Calculate similarity score for neuron morphologies

Uses the NBLAST algorithm that compares the morphology of two neurons. For more control over the parameters of the algorithm, see the arguments of NeuriteBlast.

Usage

nblast(
  query,
  target = getOption("nat.default.neuronlist"),
  smat = NULL,
  sd = 3,
  version = c(2, 1),
  normalised = FALSE,
  UseAlpha = FALSE,
  OmitFailures = NA,
  ...
)

Arguments

query: the query neuron.
target: a neuronlist to compare neuron against. Defaults to options("nat.default.neuronlist"). See nat-package.
smat: the scoring matrix to use (see details)
sd: Standard deviation to use in distance dependence of NBLAST v1 algorithm.

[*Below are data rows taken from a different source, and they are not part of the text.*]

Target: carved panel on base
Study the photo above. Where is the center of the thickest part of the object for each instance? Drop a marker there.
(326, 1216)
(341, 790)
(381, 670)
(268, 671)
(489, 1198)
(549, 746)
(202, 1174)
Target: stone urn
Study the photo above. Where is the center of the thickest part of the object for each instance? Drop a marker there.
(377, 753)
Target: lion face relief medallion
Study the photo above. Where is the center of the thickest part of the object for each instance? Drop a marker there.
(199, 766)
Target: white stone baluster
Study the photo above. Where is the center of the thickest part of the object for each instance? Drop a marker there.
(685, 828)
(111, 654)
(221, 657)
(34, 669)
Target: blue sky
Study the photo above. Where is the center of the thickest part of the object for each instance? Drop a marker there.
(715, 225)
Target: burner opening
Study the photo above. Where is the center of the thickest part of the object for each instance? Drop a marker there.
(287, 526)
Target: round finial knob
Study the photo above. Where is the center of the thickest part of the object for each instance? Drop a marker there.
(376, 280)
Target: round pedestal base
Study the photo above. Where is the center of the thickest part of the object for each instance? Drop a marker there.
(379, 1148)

Ignored when version=2.
version: the version of the algorithm to use (the default, 2, is the latest).
normalised: whether to divide scores by the self-match score of the query
UseAlpha: whether to weight the similarity score for each matched segment to emphasise long range neurites rather then arbours (default: FALSE, see UseAlpha section for details).
OmitFailures: Whether to omit neurons for which FUN gives an error. The default value (NA) will result in nblast stopping with an error message the moment there is an error. For other values, see details.
...: Additional arguments passed to NeuriteBlast or the function used to compute scores from distances/dot products. (expert use only).

Value

Named list of similarity scores.

Details

when smat=NULL options("nat.nblast.defaultsmat") will be checked and if NULL, then smat.fcwb or smat_alpha.fcwb will be used depending on the value of UseAlpha.

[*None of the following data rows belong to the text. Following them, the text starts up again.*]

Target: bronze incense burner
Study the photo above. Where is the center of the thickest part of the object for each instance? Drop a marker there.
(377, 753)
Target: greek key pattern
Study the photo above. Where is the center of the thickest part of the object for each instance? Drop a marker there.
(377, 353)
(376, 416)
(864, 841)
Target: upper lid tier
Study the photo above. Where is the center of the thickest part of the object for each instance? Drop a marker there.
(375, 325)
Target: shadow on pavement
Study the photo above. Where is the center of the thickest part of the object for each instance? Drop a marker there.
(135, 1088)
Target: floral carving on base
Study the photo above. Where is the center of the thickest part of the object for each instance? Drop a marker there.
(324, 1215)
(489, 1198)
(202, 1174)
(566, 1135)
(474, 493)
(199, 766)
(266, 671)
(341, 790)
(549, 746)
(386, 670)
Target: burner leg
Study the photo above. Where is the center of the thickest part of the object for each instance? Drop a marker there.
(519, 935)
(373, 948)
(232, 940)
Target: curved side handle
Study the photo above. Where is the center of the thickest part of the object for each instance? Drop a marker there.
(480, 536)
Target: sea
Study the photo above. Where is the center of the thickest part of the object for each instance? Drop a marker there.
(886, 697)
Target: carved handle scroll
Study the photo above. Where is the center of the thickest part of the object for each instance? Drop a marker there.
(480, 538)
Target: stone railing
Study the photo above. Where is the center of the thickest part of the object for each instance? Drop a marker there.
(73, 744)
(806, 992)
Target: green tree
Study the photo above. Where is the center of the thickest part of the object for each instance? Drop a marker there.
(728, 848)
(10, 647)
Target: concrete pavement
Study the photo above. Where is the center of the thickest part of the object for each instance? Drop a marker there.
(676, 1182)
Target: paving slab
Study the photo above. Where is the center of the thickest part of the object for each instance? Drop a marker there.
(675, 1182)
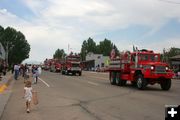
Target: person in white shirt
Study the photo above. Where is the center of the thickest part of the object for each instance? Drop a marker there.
(28, 95)
(16, 71)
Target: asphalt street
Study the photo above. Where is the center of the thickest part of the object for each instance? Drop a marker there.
(89, 97)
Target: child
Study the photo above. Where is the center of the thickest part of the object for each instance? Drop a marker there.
(28, 95)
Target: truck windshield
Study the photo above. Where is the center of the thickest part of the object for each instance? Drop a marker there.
(149, 57)
(75, 65)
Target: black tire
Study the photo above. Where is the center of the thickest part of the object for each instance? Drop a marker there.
(112, 78)
(141, 82)
(165, 84)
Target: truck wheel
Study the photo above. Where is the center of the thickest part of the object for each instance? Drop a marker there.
(166, 84)
(141, 82)
(118, 79)
(112, 78)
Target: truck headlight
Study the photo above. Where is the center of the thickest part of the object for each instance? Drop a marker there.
(152, 67)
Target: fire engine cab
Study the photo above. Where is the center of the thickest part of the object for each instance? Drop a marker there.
(141, 67)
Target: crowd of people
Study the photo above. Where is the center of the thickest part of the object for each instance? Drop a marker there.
(26, 71)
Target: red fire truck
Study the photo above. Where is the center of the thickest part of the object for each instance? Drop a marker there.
(72, 65)
(141, 67)
(55, 65)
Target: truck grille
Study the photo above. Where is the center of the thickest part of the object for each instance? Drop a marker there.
(160, 69)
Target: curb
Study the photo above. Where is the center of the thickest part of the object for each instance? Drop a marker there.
(5, 93)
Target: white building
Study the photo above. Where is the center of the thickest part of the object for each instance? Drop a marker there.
(99, 61)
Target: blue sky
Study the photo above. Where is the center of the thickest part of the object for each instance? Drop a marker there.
(49, 25)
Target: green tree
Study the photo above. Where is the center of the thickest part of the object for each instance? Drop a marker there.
(15, 44)
(59, 54)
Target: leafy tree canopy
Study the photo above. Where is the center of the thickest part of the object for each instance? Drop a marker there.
(15, 44)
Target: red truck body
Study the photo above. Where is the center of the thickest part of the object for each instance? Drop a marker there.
(72, 65)
(142, 67)
(55, 65)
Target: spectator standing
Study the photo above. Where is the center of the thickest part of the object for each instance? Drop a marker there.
(28, 95)
(16, 70)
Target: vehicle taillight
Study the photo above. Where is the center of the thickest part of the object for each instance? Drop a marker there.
(152, 68)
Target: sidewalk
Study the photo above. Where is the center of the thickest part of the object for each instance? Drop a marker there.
(5, 90)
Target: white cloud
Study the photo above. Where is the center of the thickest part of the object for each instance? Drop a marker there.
(58, 23)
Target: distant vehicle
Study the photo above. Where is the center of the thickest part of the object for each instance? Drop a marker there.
(55, 65)
(141, 67)
(72, 65)
(46, 65)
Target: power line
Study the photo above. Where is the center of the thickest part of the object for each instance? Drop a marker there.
(169, 1)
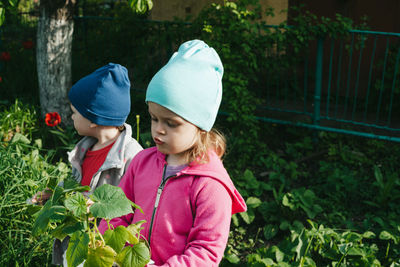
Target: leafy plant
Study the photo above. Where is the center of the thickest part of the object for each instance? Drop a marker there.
(67, 213)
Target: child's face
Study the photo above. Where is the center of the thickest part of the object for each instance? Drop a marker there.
(81, 124)
(172, 134)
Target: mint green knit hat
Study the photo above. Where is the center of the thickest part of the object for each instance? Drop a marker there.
(190, 84)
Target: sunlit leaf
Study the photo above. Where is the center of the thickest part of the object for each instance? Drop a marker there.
(118, 237)
(136, 256)
(100, 257)
(45, 215)
(77, 248)
(110, 202)
(270, 231)
(76, 204)
(68, 226)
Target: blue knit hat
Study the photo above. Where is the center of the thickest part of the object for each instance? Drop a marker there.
(190, 84)
(103, 97)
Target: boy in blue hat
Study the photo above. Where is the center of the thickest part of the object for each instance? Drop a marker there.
(100, 103)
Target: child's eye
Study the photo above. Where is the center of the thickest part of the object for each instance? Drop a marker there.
(172, 124)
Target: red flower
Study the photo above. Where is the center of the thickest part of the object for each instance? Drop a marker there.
(5, 56)
(52, 119)
(27, 44)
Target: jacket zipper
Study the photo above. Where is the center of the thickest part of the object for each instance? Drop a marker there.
(159, 191)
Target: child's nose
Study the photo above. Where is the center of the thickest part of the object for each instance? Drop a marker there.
(160, 128)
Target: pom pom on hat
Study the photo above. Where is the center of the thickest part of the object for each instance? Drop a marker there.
(103, 97)
(190, 84)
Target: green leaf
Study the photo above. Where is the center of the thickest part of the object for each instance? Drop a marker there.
(13, 2)
(385, 235)
(100, 257)
(232, 258)
(110, 202)
(76, 204)
(77, 249)
(71, 185)
(18, 138)
(368, 235)
(68, 226)
(247, 216)
(270, 231)
(253, 202)
(118, 237)
(45, 215)
(136, 256)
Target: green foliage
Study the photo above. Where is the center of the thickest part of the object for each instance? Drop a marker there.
(24, 170)
(67, 213)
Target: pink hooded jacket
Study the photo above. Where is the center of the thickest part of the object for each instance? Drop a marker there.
(187, 216)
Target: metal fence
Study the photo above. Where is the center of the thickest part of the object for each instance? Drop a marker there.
(349, 86)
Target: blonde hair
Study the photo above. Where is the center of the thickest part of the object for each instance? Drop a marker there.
(205, 141)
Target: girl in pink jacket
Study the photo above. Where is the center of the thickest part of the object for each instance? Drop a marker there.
(181, 184)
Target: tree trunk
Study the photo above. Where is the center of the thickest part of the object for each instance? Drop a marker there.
(53, 56)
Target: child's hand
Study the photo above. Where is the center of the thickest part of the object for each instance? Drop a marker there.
(40, 198)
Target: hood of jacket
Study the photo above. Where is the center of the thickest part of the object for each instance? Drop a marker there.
(213, 169)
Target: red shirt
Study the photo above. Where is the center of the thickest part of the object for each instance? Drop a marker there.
(92, 162)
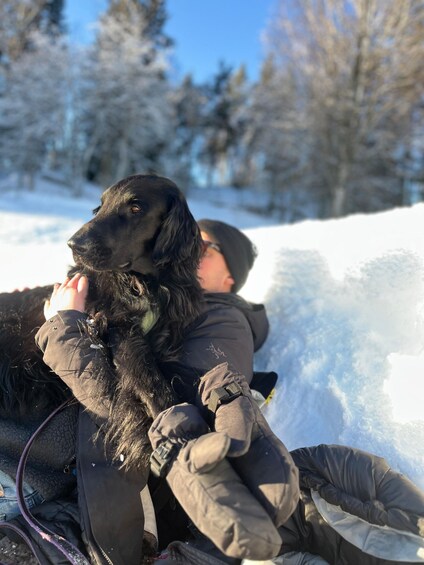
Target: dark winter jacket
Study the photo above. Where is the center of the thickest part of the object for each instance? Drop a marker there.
(111, 512)
(354, 509)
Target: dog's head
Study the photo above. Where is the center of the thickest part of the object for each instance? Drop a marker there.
(143, 225)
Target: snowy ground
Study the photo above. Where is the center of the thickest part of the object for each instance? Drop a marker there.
(346, 305)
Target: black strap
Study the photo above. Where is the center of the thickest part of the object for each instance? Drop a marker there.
(72, 554)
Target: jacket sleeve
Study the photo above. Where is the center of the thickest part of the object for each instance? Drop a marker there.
(80, 362)
(223, 336)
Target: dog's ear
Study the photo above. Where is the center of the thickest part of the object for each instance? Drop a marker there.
(179, 237)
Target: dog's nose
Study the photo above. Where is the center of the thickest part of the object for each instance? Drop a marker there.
(77, 246)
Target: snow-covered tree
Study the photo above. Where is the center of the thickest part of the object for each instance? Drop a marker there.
(128, 114)
(359, 73)
(32, 105)
(187, 100)
(277, 127)
(221, 130)
(19, 18)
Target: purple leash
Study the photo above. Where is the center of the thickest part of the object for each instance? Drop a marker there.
(71, 553)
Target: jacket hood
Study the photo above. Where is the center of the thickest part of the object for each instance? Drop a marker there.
(254, 313)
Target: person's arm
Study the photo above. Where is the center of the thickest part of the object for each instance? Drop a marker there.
(223, 336)
(71, 352)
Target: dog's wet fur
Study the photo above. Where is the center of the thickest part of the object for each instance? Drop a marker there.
(140, 252)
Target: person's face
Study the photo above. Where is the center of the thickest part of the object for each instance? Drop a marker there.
(213, 272)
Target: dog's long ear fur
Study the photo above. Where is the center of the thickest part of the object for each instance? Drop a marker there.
(179, 236)
(176, 256)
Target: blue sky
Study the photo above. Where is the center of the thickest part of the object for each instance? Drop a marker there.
(205, 32)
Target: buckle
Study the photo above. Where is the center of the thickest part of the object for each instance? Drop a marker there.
(223, 394)
(161, 458)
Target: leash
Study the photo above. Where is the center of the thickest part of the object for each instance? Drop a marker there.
(71, 553)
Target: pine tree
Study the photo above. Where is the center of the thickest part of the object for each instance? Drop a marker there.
(127, 108)
(358, 71)
(32, 107)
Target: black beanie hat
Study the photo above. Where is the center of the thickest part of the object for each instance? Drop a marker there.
(238, 251)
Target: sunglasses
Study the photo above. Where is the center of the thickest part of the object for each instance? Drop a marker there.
(210, 245)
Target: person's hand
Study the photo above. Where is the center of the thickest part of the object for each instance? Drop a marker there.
(70, 295)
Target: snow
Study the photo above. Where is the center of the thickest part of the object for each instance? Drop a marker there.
(345, 300)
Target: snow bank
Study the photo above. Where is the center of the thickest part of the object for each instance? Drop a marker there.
(346, 304)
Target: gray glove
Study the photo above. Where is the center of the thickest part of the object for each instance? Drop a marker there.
(207, 487)
(261, 460)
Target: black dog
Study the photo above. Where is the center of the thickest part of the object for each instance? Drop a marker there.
(140, 253)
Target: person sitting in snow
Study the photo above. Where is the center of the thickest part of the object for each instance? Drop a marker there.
(217, 421)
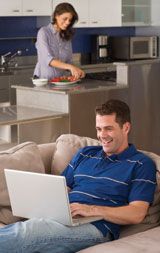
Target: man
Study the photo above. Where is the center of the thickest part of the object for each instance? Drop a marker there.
(114, 181)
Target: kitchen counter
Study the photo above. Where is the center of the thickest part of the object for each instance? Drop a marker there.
(78, 102)
(86, 85)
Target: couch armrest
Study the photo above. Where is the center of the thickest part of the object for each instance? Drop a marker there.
(47, 151)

When OmitFailures is not NA, individual nblast calls will be wrapped in try to ensure that failure for any single neuron does not abort the whole nblast call. When OmitFailures=FALSE, missing values will be left as NA. OmitFailures=TRUE is not (yet) implemented. If you want to drop scores for neurons that failed you will need to set OmitFailures=FALSE and then use na.omit or similar to post-process the scores.

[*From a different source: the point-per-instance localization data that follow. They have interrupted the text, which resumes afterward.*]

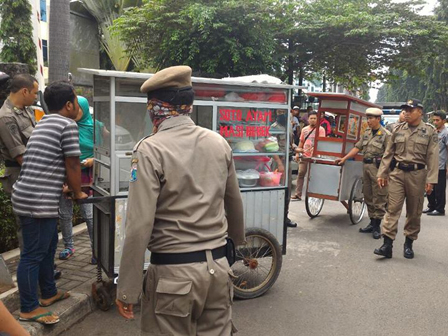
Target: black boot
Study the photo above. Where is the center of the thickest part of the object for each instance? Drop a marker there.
(368, 228)
(408, 252)
(376, 233)
(386, 249)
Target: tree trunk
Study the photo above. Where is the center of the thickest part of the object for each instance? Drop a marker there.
(59, 42)
(290, 62)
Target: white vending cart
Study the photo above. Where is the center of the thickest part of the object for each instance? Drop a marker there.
(252, 117)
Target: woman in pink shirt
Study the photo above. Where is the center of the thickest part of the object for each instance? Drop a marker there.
(306, 147)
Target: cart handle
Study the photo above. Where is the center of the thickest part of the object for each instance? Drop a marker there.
(98, 199)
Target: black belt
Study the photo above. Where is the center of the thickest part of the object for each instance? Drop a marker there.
(410, 166)
(11, 164)
(185, 258)
(373, 160)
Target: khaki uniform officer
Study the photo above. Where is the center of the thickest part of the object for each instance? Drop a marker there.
(16, 124)
(413, 153)
(372, 145)
(184, 201)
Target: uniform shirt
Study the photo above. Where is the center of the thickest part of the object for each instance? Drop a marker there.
(308, 145)
(39, 187)
(16, 126)
(183, 197)
(373, 145)
(413, 146)
(443, 150)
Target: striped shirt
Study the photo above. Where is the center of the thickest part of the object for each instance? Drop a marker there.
(39, 187)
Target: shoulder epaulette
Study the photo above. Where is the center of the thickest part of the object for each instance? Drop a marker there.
(432, 126)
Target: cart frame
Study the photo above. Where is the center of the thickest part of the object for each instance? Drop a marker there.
(341, 183)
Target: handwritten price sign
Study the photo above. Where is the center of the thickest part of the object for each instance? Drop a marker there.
(239, 131)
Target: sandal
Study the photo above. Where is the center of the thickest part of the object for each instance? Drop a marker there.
(41, 319)
(58, 297)
(66, 253)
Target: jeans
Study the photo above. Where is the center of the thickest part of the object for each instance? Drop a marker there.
(66, 219)
(36, 265)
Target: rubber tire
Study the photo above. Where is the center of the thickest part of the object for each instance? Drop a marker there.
(278, 258)
(308, 211)
(104, 300)
(350, 202)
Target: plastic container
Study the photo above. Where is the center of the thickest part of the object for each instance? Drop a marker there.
(270, 179)
(251, 162)
(247, 178)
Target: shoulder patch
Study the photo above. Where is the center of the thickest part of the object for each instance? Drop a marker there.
(12, 127)
(430, 125)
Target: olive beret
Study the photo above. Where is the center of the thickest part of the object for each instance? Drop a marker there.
(373, 111)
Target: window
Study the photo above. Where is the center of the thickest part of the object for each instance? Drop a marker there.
(43, 10)
(45, 51)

Note that when OmitFailures=FALSE error messages will not be printed because the call is wrapped as try(expr, silent=TRUE).

Internally, the plyr package is used to provide options for parallelising NBLAST and displaying progress. To display a progress bar as the scores are computed, add .progress="natprogress" to the arguments (non-text progress bars are available – see create_progress_bar). To parallelise, add .parallel=TRUE to the arguments. In order to make use of parallel calculation, you must register a parallel backend that will distribute the computations. There are several possible backends, the simplest of which is the multicore option made available by doMC, which spreads the load across cores of the same machine. Before using this, the backend must be registered using registerDoMC (see example below).

NBLAST Versions

The nblast version argument presently exposes two versions of the algorithm; both use the same core procedure of aligning two vector clouds, segment by segment, and then computing the distance and absolute dot product between the nearest segment in the target neuron for every segment in the query neuron. However they differ significantly in the procedure used to calculate a score using this set of distances and absolute dot products.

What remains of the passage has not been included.